A Good Start, Considering is a novel by Peter Ryde.
As World War II comes to an end, an 11-year-old London boy, Alan Carey, has lost his father in action and his mother and elder brother in an air raid. His grandmother dies just before Alan starts grammar school and he is put into Barton, a children's home. The other children at the home have various emotional difficulties and the staff range from mean to vicious. Alan becomes the victim of physical abuse from Mr Wilkinson, who runs the home, and systematic sexual abuse from the sadistic Jacko, Mrs. Wilkinson's brother.

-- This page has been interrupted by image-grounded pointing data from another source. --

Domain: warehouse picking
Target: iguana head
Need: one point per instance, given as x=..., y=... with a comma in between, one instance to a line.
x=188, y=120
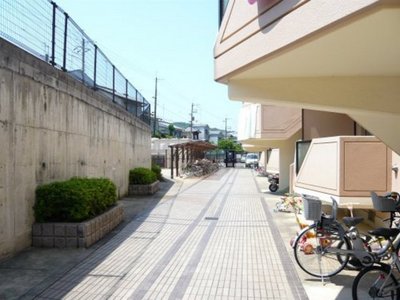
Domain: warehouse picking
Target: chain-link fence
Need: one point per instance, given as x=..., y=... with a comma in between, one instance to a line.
x=46, y=31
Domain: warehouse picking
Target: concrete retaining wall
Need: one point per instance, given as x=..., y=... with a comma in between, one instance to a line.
x=52, y=128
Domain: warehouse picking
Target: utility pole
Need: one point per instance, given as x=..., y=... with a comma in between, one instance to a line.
x=226, y=128
x=155, y=109
x=191, y=121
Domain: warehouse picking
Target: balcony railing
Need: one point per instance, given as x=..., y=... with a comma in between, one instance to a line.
x=222, y=8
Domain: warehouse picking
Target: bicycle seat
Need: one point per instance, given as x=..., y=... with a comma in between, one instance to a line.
x=352, y=221
x=385, y=232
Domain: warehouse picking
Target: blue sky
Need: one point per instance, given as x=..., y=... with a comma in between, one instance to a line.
x=170, y=39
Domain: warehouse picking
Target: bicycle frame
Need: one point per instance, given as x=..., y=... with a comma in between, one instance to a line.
x=358, y=250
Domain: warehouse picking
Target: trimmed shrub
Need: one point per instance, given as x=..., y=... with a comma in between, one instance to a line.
x=157, y=170
x=74, y=200
x=142, y=176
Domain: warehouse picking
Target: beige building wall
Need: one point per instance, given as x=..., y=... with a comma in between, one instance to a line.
x=318, y=124
x=52, y=128
x=347, y=167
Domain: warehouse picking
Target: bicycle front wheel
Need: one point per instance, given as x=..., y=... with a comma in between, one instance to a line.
x=375, y=282
x=317, y=252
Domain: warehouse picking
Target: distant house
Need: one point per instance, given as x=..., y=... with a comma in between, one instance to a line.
x=163, y=128
x=203, y=131
x=216, y=135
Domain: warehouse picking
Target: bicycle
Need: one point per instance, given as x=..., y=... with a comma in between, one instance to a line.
x=379, y=280
x=324, y=248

The abuse shames Alan and he cannot bring himself to tell anyone. He does try to contact a former teacher, but the teacher has moved away. Alan is a bright and sociable boy and good with his hands and he gets a job with an old man who has a small workshop next to the home. Alan also makes friends with Toddy Whitman at school and the Whitman family make Alan feel one of the family. Mike, Toddy's older teenage brother, is a homosexual and offers Alan love and affection when they go on a family holiday together to the coast. Back home, however, Toddy discovers Mike and Alan in bed together and Alan is banished from the Whitmans, who blame him for being the seducer. Alan is left to struggle on on his own, trying to cope with Jacko's abuse and he makes friends with Ocky (Oliver) at Barton. He finally learns that Ocky has also been abused by Jacko. The two boys become allies in the battle for survival and eventually Jacko is sent away.